Funding models in other countries have shown that the mutual model can work when it comes to healthcare, he continues. “It does in many European countries,” he says, adding that it “wouldn’t surprise” him if the concept was discussed by the main UK political party agenda within the next decade.
Hesketh, however, will not be at Benenden if that comes to pass, since he is due to retire from the position of chief executive in spring next year. When he does, he will have spent over a decade at the organisation and, during that time, he will have overseen perhaps one of the most significant changes during its long history.
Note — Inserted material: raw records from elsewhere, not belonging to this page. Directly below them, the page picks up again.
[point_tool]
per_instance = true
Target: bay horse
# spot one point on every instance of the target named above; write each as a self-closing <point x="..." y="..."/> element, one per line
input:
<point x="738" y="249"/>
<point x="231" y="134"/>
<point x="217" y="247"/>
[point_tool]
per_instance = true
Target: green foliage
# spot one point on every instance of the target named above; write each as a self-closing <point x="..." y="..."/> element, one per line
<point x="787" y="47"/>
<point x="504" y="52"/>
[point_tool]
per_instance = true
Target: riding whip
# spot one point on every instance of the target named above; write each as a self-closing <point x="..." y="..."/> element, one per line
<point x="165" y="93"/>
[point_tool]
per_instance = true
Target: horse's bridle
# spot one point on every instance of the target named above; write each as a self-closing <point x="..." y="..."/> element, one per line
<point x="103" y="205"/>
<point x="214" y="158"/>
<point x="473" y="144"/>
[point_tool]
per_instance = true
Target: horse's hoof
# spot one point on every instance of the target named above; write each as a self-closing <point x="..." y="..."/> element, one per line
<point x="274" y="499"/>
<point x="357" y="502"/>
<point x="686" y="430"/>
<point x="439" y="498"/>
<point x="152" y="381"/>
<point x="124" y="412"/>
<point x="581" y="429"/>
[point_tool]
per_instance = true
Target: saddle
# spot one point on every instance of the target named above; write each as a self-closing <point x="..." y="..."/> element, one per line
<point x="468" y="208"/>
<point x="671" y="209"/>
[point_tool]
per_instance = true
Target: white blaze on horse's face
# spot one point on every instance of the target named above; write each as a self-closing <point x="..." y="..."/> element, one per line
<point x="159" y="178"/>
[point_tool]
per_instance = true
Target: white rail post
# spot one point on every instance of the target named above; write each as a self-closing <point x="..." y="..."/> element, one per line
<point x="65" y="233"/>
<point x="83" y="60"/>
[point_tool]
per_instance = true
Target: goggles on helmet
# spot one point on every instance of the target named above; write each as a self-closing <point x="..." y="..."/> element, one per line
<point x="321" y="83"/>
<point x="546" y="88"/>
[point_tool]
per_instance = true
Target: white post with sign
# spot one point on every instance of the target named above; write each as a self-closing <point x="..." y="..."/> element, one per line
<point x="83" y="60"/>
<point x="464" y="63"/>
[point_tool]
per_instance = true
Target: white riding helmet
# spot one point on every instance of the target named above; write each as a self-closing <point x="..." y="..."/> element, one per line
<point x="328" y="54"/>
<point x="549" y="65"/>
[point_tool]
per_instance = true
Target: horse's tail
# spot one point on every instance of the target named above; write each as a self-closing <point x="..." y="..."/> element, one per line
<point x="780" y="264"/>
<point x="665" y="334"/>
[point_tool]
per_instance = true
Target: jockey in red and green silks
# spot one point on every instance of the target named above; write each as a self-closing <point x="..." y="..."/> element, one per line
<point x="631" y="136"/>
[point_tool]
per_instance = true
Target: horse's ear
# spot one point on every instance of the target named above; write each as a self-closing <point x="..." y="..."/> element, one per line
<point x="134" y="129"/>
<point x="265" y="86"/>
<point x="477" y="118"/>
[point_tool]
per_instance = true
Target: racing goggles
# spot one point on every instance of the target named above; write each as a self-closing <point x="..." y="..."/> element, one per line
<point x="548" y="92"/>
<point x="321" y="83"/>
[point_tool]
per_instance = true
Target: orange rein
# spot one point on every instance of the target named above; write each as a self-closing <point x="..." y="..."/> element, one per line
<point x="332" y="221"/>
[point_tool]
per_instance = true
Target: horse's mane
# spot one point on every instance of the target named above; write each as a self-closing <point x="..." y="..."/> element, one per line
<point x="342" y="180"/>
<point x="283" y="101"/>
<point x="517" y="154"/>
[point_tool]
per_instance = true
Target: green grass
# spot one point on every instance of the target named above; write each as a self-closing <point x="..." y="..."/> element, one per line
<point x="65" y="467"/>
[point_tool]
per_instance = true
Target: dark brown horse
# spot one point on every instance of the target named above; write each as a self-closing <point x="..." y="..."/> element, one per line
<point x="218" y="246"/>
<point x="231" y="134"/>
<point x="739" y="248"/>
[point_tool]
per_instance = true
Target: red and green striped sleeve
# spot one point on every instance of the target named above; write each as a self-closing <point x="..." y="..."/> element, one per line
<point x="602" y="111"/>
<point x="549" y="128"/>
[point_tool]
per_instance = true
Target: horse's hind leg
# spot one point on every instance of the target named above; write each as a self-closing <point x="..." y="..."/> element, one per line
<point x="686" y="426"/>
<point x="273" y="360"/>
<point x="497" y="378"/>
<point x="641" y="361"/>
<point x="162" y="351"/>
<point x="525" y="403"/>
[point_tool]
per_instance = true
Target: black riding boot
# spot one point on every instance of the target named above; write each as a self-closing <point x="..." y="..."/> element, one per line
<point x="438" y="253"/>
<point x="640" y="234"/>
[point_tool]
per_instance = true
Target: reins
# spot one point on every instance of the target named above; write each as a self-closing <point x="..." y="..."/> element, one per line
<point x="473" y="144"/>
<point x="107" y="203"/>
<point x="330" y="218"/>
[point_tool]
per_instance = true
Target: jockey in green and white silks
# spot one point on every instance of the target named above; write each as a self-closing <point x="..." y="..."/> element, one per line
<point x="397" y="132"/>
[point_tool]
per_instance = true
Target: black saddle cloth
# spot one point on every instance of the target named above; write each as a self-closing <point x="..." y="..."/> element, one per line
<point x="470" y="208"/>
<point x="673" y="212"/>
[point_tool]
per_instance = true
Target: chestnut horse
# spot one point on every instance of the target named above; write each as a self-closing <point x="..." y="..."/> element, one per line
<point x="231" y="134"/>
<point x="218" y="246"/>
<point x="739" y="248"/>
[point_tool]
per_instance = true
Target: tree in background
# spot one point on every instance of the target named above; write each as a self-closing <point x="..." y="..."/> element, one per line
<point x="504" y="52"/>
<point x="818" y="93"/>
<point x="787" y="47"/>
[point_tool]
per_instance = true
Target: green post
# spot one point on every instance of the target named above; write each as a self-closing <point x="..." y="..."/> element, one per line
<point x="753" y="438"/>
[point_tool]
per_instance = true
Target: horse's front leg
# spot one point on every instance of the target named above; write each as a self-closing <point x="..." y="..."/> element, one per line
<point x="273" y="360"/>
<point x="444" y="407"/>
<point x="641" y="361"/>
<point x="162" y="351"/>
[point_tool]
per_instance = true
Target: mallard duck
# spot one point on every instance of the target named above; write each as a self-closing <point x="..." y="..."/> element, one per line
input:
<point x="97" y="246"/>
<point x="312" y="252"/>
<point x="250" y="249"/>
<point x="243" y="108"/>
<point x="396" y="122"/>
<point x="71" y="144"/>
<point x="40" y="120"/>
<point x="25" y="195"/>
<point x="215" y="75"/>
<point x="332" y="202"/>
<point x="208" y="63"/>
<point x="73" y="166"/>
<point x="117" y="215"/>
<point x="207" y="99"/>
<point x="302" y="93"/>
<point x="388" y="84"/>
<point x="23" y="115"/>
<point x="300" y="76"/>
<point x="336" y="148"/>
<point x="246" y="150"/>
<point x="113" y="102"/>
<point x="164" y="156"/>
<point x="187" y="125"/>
And even though he is moving on, he is confident that the change will make Benenden a much more recognisable name among members of the public, employers – and perhaps even brokers.
“Most people have not heard of Benenden and that’s because we marketed in a very low profile way and we marketed in that traditional, largely public sector, market,” he says. “So most people in the street won’t at the moment have heard of Benenden but we obviously intend to change that.”
Ken Hesketh has been chief executive of Benenden Healthcare Society Limited since December 2008, having previously been hospital director at Benenden Hospital since July 2002. He joined Benenden Healthcare following a varied career in healthcare management in both the public and private sectors. His career began as a hospital personnel officer at the Leeds General Infirmary before he moved into general management, becoming director of hospital management for International Hospitals Group and subsequently chief executive of the Medway NHS Trust.